Witness a reluctant nod, a man sagging into his life.

‘Don’t punish yourself. I’d have rather been out too.’

‘If I were a turtle, the inside of my shell would be a visual landscape I’d be romantically involved with.’

‘If I were a lemming I’d be running for the sea.’

‘Yep.’

But why? Because not five minutes ago their wives were standing around the corner, their elbows cupped in their hands as if cold, and they’d been standing like that long enough that they’d begun to actually feel cold, so that when it cruised through their neighborhood like a great silver cigar from the sky it seemed as if the light it bathed them in was warming, vital, necessary enough that they didn’t hesitate to climb into the sterile interior of another world, out of their own.

‘I didn’t think it would be like this,’ one said.

‘I know . . . velour?’

‘Abduction, I mean.’

‘Missing time. Time I won’t be able to account for.’

‘When you go this fast, time slows down.’

‘Where do you think we’re going?’

‘Does it matter?’

‘I’m going to go ahead and put my clothes on inside out, I think . . . ’

‘Don’t get ahead of yourself.’

‘Of course. Thank you.
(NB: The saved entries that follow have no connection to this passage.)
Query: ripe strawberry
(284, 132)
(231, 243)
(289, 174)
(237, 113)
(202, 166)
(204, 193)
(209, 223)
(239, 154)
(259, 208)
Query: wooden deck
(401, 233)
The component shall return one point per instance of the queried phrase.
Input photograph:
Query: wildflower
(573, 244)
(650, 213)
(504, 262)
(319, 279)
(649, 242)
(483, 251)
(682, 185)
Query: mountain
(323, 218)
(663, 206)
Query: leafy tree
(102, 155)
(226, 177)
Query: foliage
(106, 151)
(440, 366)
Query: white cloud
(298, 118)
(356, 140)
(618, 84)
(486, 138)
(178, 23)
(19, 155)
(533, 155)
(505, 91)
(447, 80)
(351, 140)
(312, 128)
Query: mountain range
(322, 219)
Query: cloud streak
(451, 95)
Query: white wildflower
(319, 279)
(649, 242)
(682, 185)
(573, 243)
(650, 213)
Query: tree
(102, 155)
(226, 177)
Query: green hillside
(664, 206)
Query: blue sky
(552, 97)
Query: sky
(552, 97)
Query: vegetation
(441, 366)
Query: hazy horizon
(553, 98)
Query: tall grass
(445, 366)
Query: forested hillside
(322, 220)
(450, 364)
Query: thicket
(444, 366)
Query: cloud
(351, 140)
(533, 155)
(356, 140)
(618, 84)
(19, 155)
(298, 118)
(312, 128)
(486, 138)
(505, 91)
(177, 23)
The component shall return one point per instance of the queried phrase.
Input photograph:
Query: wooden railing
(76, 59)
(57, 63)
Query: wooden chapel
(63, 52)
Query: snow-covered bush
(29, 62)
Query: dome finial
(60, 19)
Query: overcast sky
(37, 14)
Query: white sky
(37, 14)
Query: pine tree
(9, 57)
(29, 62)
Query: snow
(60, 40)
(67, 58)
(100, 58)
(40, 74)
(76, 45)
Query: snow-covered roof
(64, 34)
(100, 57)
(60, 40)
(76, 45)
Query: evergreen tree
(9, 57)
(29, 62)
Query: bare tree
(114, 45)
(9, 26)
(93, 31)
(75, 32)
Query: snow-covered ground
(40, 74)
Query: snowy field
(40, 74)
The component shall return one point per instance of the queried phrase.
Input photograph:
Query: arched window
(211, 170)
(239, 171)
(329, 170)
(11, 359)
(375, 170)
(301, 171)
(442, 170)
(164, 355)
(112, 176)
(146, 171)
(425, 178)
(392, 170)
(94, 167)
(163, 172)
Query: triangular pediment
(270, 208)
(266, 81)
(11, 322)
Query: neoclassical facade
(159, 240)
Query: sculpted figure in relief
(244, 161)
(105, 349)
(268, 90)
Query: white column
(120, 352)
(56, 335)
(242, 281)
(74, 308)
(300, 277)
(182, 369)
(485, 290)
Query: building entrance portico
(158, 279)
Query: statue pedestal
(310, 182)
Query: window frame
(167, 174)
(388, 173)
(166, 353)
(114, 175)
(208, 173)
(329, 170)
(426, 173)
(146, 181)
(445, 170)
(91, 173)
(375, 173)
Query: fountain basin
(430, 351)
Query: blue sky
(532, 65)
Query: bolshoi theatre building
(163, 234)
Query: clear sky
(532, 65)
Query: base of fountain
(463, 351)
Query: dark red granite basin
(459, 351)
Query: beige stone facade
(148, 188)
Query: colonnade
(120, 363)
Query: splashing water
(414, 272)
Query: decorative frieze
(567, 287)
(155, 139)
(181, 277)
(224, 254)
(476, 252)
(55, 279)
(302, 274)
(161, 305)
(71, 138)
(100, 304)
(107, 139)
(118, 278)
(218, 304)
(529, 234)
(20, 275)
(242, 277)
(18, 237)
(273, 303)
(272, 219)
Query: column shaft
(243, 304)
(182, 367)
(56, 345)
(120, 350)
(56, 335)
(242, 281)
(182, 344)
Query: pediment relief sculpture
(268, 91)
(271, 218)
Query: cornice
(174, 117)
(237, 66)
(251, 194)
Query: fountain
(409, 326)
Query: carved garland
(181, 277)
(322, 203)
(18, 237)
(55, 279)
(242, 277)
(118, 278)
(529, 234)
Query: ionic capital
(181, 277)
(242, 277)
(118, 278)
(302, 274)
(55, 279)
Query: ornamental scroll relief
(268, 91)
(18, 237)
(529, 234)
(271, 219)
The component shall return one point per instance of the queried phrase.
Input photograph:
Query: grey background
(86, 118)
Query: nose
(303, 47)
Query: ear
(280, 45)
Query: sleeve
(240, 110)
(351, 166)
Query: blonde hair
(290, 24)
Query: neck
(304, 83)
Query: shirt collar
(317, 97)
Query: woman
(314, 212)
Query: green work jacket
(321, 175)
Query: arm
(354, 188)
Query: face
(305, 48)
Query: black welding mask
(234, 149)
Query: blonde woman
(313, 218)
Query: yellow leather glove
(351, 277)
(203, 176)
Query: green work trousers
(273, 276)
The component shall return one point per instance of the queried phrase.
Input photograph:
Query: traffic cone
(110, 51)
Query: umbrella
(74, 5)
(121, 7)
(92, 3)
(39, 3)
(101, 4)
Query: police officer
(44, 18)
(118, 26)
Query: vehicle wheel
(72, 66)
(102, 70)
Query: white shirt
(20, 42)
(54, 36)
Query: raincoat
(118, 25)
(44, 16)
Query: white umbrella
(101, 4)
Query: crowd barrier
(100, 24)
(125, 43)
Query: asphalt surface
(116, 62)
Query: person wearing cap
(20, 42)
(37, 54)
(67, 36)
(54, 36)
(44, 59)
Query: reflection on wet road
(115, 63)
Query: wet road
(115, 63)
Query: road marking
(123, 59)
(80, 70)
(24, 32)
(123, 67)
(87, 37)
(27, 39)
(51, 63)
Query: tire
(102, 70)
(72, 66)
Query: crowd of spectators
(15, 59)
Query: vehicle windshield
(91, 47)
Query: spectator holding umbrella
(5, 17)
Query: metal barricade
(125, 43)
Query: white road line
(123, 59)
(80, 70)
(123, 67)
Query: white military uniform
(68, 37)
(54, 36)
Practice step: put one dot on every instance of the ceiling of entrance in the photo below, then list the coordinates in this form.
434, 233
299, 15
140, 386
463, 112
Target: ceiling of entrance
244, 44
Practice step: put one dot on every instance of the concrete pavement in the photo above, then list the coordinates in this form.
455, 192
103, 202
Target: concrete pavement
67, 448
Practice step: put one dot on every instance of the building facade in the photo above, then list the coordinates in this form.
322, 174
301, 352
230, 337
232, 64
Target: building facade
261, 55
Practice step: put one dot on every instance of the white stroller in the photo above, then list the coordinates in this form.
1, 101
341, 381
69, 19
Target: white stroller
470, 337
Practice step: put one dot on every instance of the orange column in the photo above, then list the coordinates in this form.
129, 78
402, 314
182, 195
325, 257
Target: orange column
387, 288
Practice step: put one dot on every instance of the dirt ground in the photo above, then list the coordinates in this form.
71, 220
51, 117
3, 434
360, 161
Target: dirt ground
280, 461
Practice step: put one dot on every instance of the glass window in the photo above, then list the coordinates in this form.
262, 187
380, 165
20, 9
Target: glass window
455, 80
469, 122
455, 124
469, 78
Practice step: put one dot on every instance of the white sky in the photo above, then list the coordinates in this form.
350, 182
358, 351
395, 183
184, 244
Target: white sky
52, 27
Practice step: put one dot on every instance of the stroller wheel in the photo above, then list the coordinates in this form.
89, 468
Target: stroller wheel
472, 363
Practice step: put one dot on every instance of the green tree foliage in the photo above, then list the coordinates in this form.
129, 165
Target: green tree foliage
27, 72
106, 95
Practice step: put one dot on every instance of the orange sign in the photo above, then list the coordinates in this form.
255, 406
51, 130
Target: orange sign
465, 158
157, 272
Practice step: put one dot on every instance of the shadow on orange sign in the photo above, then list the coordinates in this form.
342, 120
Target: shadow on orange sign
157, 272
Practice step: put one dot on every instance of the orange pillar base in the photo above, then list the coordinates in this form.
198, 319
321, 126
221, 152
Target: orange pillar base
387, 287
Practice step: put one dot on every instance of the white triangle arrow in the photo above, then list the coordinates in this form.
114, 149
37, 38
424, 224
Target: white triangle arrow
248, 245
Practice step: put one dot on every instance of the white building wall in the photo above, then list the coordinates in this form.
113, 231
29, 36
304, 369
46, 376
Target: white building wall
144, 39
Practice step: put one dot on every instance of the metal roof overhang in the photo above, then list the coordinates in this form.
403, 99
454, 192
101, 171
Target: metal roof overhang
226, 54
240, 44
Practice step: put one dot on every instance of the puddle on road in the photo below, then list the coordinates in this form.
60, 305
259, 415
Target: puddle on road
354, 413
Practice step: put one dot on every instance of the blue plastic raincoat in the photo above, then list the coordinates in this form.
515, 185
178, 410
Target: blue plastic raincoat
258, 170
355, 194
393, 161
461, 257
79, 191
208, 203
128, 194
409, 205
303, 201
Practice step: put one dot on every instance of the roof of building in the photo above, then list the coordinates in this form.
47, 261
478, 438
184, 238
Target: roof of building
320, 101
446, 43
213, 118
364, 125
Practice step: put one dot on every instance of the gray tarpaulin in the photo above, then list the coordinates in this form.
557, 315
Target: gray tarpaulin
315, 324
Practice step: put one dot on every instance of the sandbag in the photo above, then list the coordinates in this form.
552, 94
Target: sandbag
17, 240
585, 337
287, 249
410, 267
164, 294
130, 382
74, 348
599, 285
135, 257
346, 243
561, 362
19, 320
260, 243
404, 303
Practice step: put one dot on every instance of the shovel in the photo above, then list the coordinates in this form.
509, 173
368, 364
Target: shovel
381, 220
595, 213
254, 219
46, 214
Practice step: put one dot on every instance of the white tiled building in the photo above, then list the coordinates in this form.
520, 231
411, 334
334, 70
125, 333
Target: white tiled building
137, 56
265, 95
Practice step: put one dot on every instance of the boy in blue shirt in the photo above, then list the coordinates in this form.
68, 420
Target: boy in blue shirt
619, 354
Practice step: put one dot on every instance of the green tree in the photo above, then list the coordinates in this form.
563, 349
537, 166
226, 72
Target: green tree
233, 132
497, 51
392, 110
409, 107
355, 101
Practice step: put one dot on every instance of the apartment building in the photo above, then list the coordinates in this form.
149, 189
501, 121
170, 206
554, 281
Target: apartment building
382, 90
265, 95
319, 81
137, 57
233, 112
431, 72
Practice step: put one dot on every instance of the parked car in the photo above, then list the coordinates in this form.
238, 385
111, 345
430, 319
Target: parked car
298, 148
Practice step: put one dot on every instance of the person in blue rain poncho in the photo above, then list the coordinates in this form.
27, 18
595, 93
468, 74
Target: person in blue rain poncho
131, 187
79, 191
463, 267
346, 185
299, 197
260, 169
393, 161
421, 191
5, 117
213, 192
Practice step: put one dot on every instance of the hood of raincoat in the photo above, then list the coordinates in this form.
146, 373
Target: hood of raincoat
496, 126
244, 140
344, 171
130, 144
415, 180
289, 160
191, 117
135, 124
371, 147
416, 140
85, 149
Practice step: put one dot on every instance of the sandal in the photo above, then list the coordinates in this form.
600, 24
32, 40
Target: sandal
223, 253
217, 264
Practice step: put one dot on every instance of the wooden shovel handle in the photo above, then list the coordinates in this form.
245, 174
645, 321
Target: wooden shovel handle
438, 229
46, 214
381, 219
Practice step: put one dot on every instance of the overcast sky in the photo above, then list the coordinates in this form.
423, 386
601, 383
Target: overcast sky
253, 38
This is all so new.’

‘Maybe that’s not even how it’s done anymore.’

‘We probably won’t even remember this.’

‘The way this dark glass makes the neighborhood look not unlike the landscape passing by the window of a train in an old-time movie.’

‘It’s hardly real anymore, I know. God don’t I know.’

Picture the two of them as their husbands do: on-screen, at the speed of light.

‘Last night my son asked me if they’d have buglights on the moon.’

‘You’re just having pre-traumatic stress.’

‘I know, I know. Tell me again about the probing.’

‘Well, there won’t be physical evidence. So no one would believe you even if—’

‘I wouldn’t. Won’t. Not even to myself.’

‘Me neither.’

And they won’t have to, because the men with their cigarettes cupped against the wind still have their vocabulary set to denial, are talking now of atmospheric phenomena, the way street light can pool and puddle in the fingerdeep clearcoat of a chrome lowrider as it pulls away from the curb, the man at the wheel already talking to their wives in his alien tongue, the wives draping themselves over his velour bench seat, the carbon monoxide in the car’s rich exhaust lingering after they’re gone, driving the love bugs into a frenzy, one of the two men stepping forward into his life for a blinding moment, fanning the bugs up, up, into the blackness of space.